Michaƫl G. (Bakura) said...

Interesting reading. How do you handle effects in this design ? For instance, let's say you want to render shadow maps for each lights in the scene ?

Is there a kind of ShadowMapFeature (so MeshRenderer will register into this) that will create, for each light, render commands ?

What about the so-called ShaderParamBlockParameter ? How shader variables are updated with this system ?

Sorry for those silly questions.

DEADC0DE said...


Shadowmaps should be handled by your "scene" context. In my post I used some arbitrary names and terminology, I said that you will have a thing called "SceneInterpreter" that is associated with the most-significant bits of your command, and sets the rendertargets etc... So if you want some objects to be shadowmapped, you submit commands to render them twice, a set of command for the "main" scene, and a set of commands for the "shadow" one. Then commands get sorted and rendering happens in the appropriate buffers. You might want to include in the commands the appropriate materials for the two passes, or specialize your SceneInterpreter so when it encounters a command that has encoded in its bits the "shadow" scene setting, it also sets (overrides) the appropriate shaders...

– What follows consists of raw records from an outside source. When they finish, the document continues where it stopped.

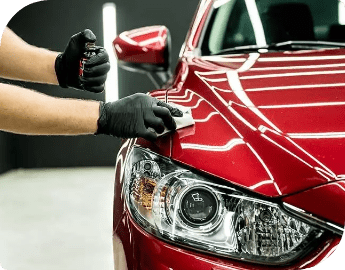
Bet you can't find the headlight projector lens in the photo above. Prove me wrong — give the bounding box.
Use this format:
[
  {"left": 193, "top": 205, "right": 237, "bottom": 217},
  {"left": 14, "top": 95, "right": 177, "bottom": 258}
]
[{"left": 180, "top": 186, "right": 219, "bottom": 226}]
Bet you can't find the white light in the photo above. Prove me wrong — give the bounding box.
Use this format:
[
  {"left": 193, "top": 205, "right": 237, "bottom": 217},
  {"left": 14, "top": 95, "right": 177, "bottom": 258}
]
[
  {"left": 339, "top": 1, "right": 345, "bottom": 25},
  {"left": 245, "top": 0, "right": 267, "bottom": 47},
  {"left": 103, "top": 3, "right": 119, "bottom": 102}
]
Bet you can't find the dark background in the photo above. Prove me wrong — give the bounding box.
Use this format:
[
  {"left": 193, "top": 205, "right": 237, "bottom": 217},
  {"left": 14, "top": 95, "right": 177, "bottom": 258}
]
[{"left": 0, "top": 0, "right": 199, "bottom": 173}]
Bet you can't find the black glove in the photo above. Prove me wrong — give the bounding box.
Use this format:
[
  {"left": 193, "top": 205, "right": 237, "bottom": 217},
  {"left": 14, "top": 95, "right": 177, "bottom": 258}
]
[
  {"left": 55, "top": 29, "right": 110, "bottom": 93},
  {"left": 95, "top": 94, "right": 183, "bottom": 141}
]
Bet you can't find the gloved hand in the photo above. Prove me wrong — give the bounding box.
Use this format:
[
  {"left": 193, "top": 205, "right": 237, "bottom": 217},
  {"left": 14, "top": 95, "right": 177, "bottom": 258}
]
[
  {"left": 95, "top": 94, "right": 183, "bottom": 141},
  {"left": 55, "top": 29, "right": 110, "bottom": 93}
]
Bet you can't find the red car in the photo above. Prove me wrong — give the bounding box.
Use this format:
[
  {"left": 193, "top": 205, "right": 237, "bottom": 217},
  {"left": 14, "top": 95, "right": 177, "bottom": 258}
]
[{"left": 113, "top": 0, "right": 345, "bottom": 270}]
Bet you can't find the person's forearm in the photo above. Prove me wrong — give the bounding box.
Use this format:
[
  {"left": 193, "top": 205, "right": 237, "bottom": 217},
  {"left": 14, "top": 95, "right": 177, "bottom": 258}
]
[
  {"left": 0, "top": 83, "right": 99, "bottom": 135},
  {"left": 0, "top": 27, "right": 58, "bottom": 85}
]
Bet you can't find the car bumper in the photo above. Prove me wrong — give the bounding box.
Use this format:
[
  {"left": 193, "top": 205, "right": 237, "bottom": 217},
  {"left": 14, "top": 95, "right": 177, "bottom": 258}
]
[{"left": 113, "top": 213, "right": 341, "bottom": 270}]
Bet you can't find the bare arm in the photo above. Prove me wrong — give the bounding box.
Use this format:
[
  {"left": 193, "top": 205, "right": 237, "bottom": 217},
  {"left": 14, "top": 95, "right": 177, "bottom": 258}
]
[
  {"left": 0, "top": 83, "right": 99, "bottom": 135},
  {"left": 0, "top": 27, "right": 58, "bottom": 85}
]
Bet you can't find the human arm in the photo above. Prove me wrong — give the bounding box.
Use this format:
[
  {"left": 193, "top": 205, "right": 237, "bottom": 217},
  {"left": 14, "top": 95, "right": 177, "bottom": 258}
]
[
  {"left": 0, "top": 27, "right": 110, "bottom": 93},
  {"left": 0, "top": 83, "right": 99, "bottom": 135},
  {"left": 0, "top": 27, "right": 58, "bottom": 85},
  {"left": 0, "top": 83, "right": 176, "bottom": 138}
]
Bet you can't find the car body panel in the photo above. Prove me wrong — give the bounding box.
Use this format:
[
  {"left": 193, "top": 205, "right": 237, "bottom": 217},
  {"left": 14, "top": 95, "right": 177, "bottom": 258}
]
[
  {"left": 114, "top": 0, "right": 345, "bottom": 270},
  {"left": 114, "top": 213, "right": 341, "bottom": 270},
  {"left": 161, "top": 49, "right": 345, "bottom": 197},
  {"left": 283, "top": 181, "right": 345, "bottom": 227}
]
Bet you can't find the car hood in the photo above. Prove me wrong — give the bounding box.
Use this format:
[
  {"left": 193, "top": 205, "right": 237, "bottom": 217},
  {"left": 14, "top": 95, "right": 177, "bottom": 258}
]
[{"left": 167, "top": 49, "right": 345, "bottom": 197}]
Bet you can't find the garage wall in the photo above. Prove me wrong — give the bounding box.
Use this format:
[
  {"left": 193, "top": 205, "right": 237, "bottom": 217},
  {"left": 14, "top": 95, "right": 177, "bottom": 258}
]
[{"left": 0, "top": 0, "right": 199, "bottom": 173}]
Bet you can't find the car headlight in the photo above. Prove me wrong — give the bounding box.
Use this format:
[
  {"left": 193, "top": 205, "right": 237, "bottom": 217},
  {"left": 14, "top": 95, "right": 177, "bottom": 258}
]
[{"left": 123, "top": 147, "right": 324, "bottom": 264}]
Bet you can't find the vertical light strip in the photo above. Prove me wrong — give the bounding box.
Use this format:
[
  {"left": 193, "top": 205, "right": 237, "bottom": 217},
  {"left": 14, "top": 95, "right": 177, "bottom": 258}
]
[
  {"left": 103, "top": 3, "right": 119, "bottom": 102},
  {"left": 245, "top": 0, "right": 267, "bottom": 47},
  {"left": 339, "top": 0, "right": 345, "bottom": 25}
]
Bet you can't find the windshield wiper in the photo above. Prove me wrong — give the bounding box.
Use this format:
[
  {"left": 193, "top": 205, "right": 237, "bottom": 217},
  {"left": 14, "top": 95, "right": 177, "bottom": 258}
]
[{"left": 212, "top": 41, "right": 345, "bottom": 55}]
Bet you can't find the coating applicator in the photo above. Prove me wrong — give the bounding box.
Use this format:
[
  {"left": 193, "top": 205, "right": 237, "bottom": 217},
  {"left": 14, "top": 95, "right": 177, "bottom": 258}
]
[{"left": 157, "top": 103, "right": 195, "bottom": 137}]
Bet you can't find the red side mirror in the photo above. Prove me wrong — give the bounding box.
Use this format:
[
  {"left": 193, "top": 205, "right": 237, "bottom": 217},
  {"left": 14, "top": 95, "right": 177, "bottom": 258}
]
[{"left": 113, "top": 26, "right": 170, "bottom": 71}]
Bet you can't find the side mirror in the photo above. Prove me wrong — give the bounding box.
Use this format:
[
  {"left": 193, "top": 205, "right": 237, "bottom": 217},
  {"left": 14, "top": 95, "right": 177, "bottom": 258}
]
[{"left": 113, "top": 26, "right": 171, "bottom": 88}]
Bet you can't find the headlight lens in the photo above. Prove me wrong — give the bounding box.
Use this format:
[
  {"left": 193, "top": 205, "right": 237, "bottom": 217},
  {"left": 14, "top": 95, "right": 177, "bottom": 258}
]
[{"left": 123, "top": 147, "right": 323, "bottom": 264}]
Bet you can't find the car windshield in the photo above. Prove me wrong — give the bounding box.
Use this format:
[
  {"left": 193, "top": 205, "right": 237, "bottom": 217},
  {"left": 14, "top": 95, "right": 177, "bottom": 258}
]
[{"left": 200, "top": 0, "right": 345, "bottom": 55}]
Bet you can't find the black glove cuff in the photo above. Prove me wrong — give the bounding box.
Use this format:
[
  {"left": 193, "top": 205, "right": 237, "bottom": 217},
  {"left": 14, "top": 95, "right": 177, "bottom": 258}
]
[
  {"left": 95, "top": 101, "right": 110, "bottom": 135},
  {"left": 55, "top": 53, "right": 68, "bottom": 88}
]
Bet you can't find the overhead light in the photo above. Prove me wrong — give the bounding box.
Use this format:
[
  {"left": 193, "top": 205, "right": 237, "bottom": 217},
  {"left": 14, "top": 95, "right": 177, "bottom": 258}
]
[{"left": 103, "top": 3, "right": 119, "bottom": 102}]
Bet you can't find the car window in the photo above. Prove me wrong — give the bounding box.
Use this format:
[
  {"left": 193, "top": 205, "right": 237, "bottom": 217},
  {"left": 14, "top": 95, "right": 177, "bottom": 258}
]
[{"left": 200, "top": 0, "right": 345, "bottom": 55}]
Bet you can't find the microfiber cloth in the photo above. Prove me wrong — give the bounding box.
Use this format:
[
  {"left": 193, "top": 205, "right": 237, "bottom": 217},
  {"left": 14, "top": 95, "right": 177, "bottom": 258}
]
[{"left": 157, "top": 103, "right": 195, "bottom": 136}]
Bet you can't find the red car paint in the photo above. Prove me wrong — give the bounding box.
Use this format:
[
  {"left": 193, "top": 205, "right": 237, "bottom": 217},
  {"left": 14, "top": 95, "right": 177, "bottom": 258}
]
[
  {"left": 113, "top": 26, "right": 168, "bottom": 64},
  {"left": 114, "top": 0, "right": 345, "bottom": 270}
]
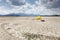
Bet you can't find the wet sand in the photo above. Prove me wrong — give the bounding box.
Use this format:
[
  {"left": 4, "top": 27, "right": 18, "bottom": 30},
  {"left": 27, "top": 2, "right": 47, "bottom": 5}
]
[{"left": 0, "top": 17, "right": 60, "bottom": 40}]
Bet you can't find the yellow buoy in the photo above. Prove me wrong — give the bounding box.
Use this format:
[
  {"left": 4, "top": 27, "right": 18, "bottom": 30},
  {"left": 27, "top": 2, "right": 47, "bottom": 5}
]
[{"left": 36, "top": 16, "right": 42, "bottom": 20}]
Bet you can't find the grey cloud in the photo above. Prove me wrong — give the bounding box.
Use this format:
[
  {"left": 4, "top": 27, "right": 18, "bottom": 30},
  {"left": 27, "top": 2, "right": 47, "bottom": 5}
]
[
  {"left": 9, "top": 0, "right": 25, "bottom": 6},
  {"left": 41, "top": 0, "right": 60, "bottom": 8}
]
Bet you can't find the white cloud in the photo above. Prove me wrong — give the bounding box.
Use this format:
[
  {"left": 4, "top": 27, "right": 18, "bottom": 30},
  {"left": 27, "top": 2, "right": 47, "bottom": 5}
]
[{"left": 0, "top": 1, "right": 60, "bottom": 15}]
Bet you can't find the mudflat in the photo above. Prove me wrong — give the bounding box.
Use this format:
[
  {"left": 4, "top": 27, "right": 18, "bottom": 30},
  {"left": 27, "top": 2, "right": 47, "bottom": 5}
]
[{"left": 0, "top": 17, "right": 60, "bottom": 40}]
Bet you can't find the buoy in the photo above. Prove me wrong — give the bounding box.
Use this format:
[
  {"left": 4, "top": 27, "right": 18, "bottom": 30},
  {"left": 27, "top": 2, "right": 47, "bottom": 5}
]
[{"left": 36, "top": 16, "right": 42, "bottom": 20}]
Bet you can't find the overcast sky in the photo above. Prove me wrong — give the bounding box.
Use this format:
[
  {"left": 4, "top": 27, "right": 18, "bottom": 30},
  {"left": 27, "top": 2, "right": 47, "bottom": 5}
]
[{"left": 0, "top": 0, "right": 60, "bottom": 15}]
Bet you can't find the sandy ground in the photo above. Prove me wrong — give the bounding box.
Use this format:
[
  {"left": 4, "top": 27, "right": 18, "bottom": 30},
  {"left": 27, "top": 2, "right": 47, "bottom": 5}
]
[{"left": 0, "top": 17, "right": 60, "bottom": 40}]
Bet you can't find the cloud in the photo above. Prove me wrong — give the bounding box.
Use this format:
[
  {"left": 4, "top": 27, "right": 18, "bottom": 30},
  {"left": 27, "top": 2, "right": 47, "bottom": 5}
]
[
  {"left": 6, "top": 0, "right": 25, "bottom": 6},
  {"left": 41, "top": 0, "right": 60, "bottom": 8},
  {"left": 0, "top": 0, "right": 60, "bottom": 15}
]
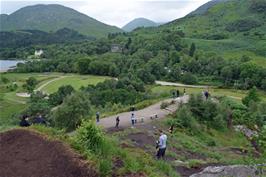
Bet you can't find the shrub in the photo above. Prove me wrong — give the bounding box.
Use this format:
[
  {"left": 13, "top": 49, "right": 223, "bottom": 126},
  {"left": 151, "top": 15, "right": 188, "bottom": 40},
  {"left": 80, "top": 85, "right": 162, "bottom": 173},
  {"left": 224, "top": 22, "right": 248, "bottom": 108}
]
[
  {"left": 242, "top": 87, "right": 260, "bottom": 106},
  {"left": 160, "top": 102, "right": 169, "bottom": 109},
  {"left": 181, "top": 73, "right": 198, "bottom": 84},
  {"left": 174, "top": 106, "right": 197, "bottom": 131},
  {"left": 52, "top": 92, "right": 91, "bottom": 131},
  {"left": 75, "top": 121, "right": 105, "bottom": 154}
]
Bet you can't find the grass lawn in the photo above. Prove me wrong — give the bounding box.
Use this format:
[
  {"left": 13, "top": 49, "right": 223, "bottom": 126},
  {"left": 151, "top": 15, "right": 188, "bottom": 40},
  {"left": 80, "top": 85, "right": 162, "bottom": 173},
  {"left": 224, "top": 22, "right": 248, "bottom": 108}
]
[
  {"left": 41, "top": 75, "right": 110, "bottom": 94},
  {"left": 151, "top": 85, "right": 266, "bottom": 101}
]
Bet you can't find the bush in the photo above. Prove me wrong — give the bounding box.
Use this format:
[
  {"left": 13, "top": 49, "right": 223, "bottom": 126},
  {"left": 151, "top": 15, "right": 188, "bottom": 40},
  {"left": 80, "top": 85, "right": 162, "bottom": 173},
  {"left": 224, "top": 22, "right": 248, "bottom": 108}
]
[
  {"left": 242, "top": 87, "right": 260, "bottom": 106},
  {"left": 160, "top": 102, "right": 169, "bottom": 109},
  {"left": 52, "top": 92, "right": 91, "bottom": 131},
  {"left": 181, "top": 73, "right": 198, "bottom": 84},
  {"left": 173, "top": 106, "right": 197, "bottom": 131},
  {"left": 75, "top": 121, "right": 105, "bottom": 154}
]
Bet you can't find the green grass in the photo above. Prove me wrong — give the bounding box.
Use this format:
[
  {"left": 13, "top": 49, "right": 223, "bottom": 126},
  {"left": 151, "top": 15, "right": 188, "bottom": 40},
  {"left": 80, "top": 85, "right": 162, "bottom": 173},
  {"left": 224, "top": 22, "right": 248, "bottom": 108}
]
[
  {"left": 151, "top": 85, "right": 266, "bottom": 101},
  {"left": 41, "top": 75, "right": 110, "bottom": 94}
]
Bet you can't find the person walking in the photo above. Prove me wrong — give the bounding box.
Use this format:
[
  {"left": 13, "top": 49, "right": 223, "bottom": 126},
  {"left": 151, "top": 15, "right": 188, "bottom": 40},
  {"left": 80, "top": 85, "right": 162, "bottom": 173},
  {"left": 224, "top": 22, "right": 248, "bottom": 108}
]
[
  {"left": 131, "top": 113, "right": 135, "bottom": 128},
  {"left": 96, "top": 112, "right": 100, "bottom": 123},
  {"left": 115, "top": 116, "right": 120, "bottom": 128},
  {"left": 19, "top": 115, "right": 30, "bottom": 127},
  {"left": 157, "top": 130, "right": 167, "bottom": 159}
]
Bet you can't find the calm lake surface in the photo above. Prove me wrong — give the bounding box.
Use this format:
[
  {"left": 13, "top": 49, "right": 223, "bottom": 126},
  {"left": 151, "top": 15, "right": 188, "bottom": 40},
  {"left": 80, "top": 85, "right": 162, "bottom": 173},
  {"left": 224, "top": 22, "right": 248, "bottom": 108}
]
[{"left": 0, "top": 60, "right": 25, "bottom": 71}]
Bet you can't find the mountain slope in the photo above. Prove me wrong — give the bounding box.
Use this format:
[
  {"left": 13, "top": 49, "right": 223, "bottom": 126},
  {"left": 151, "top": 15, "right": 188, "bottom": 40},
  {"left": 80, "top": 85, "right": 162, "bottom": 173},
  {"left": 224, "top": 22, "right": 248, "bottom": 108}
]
[
  {"left": 122, "top": 18, "right": 159, "bottom": 32},
  {"left": 164, "top": 0, "right": 266, "bottom": 63},
  {"left": 0, "top": 4, "right": 122, "bottom": 37},
  {"left": 188, "top": 0, "right": 229, "bottom": 16}
]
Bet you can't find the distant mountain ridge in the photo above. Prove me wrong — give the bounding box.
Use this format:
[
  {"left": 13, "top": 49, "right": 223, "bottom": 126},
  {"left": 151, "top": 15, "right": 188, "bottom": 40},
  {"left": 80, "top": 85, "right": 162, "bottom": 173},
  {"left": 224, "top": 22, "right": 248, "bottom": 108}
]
[
  {"left": 0, "top": 4, "right": 122, "bottom": 37},
  {"left": 0, "top": 28, "right": 90, "bottom": 48},
  {"left": 187, "top": 0, "right": 230, "bottom": 16},
  {"left": 122, "top": 18, "right": 162, "bottom": 32}
]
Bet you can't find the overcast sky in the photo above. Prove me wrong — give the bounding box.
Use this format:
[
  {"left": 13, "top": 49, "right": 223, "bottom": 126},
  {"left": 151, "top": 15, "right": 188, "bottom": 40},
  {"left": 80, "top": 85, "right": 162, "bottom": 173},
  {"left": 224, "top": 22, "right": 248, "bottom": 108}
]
[{"left": 0, "top": 0, "right": 209, "bottom": 27}]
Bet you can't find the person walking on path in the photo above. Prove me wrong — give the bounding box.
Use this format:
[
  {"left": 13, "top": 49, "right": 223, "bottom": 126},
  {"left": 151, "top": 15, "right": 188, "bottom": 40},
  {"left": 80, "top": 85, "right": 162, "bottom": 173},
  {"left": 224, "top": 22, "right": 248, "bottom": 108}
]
[
  {"left": 204, "top": 91, "right": 210, "bottom": 100},
  {"left": 115, "top": 116, "right": 120, "bottom": 128},
  {"left": 131, "top": 113, "right": 136, "bottom": 127},
  {"left": 157, "top": 130, "right": 167, "bottom": 159},
  {"left": 19, "top": 115, "right": 30, "bottom": 127},
  {"left": 96, "top": 112, "right": 100, "bottom": 123},
  {"left": 176, "top": 89, "right": 180, "bottom": 98}
]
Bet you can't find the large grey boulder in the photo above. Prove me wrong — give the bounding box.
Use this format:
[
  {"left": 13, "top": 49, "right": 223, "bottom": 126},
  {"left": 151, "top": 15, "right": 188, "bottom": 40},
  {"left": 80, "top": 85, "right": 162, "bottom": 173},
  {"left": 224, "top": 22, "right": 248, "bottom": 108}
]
[{"left": 190, "top": 165, "right": 259, "bottom": 177}]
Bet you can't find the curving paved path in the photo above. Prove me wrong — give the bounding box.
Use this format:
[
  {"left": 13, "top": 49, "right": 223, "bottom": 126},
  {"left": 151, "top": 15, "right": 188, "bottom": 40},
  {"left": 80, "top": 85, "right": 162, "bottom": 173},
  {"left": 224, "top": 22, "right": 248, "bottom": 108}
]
[
  {"left": 155, "top": 81, "right": 210, "bottom": 89},
  {"left": 98, "top": 95, "right": 189, "bottom": 129},
  {"left": 35, "top": 76, "right": 68, "bottom": 91}
]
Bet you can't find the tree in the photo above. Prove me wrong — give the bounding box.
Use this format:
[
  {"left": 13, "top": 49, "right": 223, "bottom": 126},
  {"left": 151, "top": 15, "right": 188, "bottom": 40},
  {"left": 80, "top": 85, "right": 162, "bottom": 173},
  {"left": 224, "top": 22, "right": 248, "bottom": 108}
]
[
  {"left": 49, "top": 85, "right": 75, "bottom": 106},
  {"left": 52, "top": 92, "right": 91, "bottom": 131},
  {"left": 23, "top": 77, "right": 38, "bottom": 93},
  {"left": 242, "top": 87, "right": 260, "bottom": 106},
  {"left": 181, "top": 72, "right": 198, "bottom": 84},
  {"left": 189, "top": 43, "right": 196, "bottom": 57}
]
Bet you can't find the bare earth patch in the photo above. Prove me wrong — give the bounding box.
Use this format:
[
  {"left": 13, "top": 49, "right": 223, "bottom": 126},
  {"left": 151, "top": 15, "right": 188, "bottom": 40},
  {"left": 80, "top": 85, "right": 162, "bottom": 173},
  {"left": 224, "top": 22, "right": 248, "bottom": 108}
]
[{"left": 0, "top": 129, "right": 99, "bottom": 177}]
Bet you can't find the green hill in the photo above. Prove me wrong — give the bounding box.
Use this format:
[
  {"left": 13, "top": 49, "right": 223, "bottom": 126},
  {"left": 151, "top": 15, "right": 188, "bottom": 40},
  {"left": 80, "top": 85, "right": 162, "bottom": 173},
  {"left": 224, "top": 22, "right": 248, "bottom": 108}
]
[
  {"left": 122, "top": 18, "right": 159, "bottom": 32},
  {"left": 0, "top": 4, "right": 122, "bottom": 37},
  {"left": 165, "top": 0, "right": 266, "bottom": 66}
]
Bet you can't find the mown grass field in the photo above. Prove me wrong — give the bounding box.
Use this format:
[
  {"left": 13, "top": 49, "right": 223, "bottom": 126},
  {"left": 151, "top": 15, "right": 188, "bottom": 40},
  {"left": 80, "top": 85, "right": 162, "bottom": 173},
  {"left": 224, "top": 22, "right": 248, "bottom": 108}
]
[
  {"left": 0, "top": 73, "right": 108, "bottom": 129},
  {"left": 38, "top": 75, "right": 110, "bottom": 94}
]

About the parameters... Think about DirectX10/11. Instead of having single parameter granularity, you create a block of parameters. You set all the parameters in the block, and encode the block handle in the command

Demiurge said...

I've opened a discussion on gamedev on rendering design, a little brainstorming, in which everyone could share his opinion.
This post is one of the reading that had let my brain start to think on different way of handling the same problem - rendering - so I would like you to see what happen in the post.

Thank you!

Gabriel (aka Joren, Demiurge...)

DEADC0DE said...

Demiurge: nice. Now that I read this thing again, I have to say I did a pretty bad job at explaining it. It goes too much into irrelevant implementation details, and too little into things that are actually important, like minimizing cache hits.

Demiurge said... have shared your idea, writing down what you think about.
The powerful beautiness of sharing and writing down reasoning is that after some time you can read back what you wrote and understand deeply your thoughts!
Also explaining it to other people is a great litmus paper.
What I am doing on Gamedev is simply a shared brainstorming, and I found in your post some very interesting ideas.
What I want to explore is a solution powerful and flexible, something that could give the developer a great degree of freedom but also SPEED!
Maybe you can join the discussion, or if you haven't coded your rendering engine, we can discuss about it and find every caveats and solutions!

DEADC0DE said...

From what I can see, it's good, the only drawback that I see in it is that you are basically working with handles all the times, so you pay that on the cache when going from the hashes to the resources...

An alternative to avoid that is to record abstracted commands that embed pointers to the native resources. In my engine test, a draw command is a short bit string made of handles, that is both the command and the sorting key for it.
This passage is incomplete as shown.